DIGITAL LIBRARY
ITERATIVE SILENT FEEDBACK (ISF) APPLIED TO TECHNICAL PROJECTS USING PROJECT-BASED LEARNING (PBL) IN LARGE CLASSES
Universidad Politécnica de Madrid (SPAIN)
About this paper:
Appears in: ICERI2020 Proceedings
Publication year: 2020
Pages: 8867-8872
ISBN: 978-84-09-24232-0
ISSN: 2340-1095
doi: 10.21125/iceri.2020.1964
Conference name: 13th annual International Conference of Education, Research and Innovation
Dates: 9-10 November, 2020
Location: Online Conference
Abstract:
Project-Based Learning methodologies are increasingly applied in the most diverse areas from social courses to technical subjects. The focus of the selected project varies from analysis and discussion of certain relevant aspects of the subject to the completion of a technical project with all the results and documents related to it.

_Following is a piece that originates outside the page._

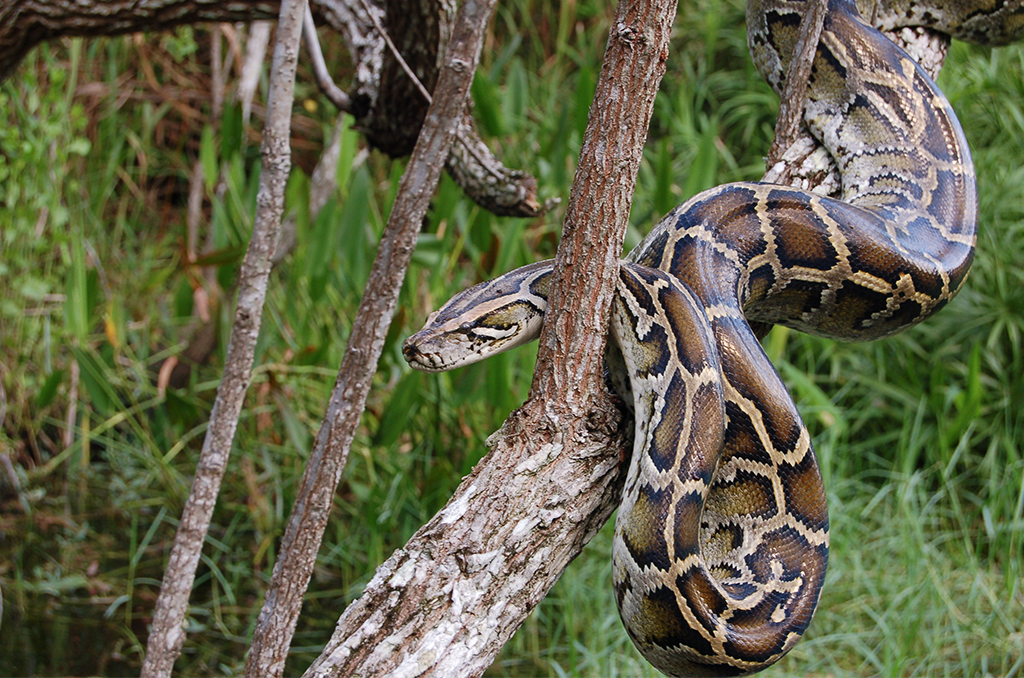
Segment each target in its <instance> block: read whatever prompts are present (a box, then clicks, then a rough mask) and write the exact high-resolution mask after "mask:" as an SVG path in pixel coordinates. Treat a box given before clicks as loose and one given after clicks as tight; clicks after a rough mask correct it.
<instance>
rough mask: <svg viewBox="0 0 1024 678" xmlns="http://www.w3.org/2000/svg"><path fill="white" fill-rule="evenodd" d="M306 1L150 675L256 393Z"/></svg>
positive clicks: (170, 623) (161, 619) (160, 664)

In the latter case, the success of the PBL depends on the selection of the appropriate hypotheses and on the correctness of the numerical results. The evaluation of these outputs cannot be based on a group discussion or in an easy review of the deliveries of the students. The problem arises when considering a populated class of 60 or 70 students gathered in about 15 different groups assigned with a project having different inputs, as is the case of the undergraduate course of Soil Mechanics in the School of Architecture of the UPM (Madrid). A thorough evaluation and review of all the projects may be extremely time-consuming for the teacher resulting in an ineffective PBL method.

We define the Iterative Silent Feedback (ISF) as a method to solve that problem and, at the same time, increase the student proactivity in its learning process.
The ISF is based in a semi-automated procedure to thoroughly review the numerical results obtained by the students in the project. The teacher prepares an excel-type form, based on different groups variable data, where the students should introduce those results in a certain order. The form creates an ordered group of data in an excel sheet (checking sheet) that the teacher can compare with the correct excel-based solution of the problem. This check takes only minutes and the wrong data can be marked, for example, with a special color in the checking sheet.

The teacher gives the marked checking sheet back to the students with no other comments (or maybe only some comments for clarification). This is the reason why it is called “silent feedback”. Instead of receiving the correct solution, the students only get the wrong/right marks and should rethink the hypotheses made and the decision-making process followed to obtain the results. In our opinion, this process is far more instructive than the regular procedure. Besides, the wrong/right marks, and eventually some comments, allow the teacher to redirect the work of the students when it goes along the wrong path.

After rethinking the work done, the students are welcome to deliver the project again and the process may be repeated until the results are completely correct. This is the reason why it is called “iterative feedback”. The flexibility of this iterative process is reported by the students with a very positive assessment. They also indicate that using this method they become strongly aware of the difficulty of obtaining an error-free project and of the necessity of following a detailed audit process in every technical project.

From the point of view of the teacher, an enormous reduction of the correction time is achieved at the same time that a thorough review is performed.
Keywords:
Project-based learning, assessment, feedback, large classes.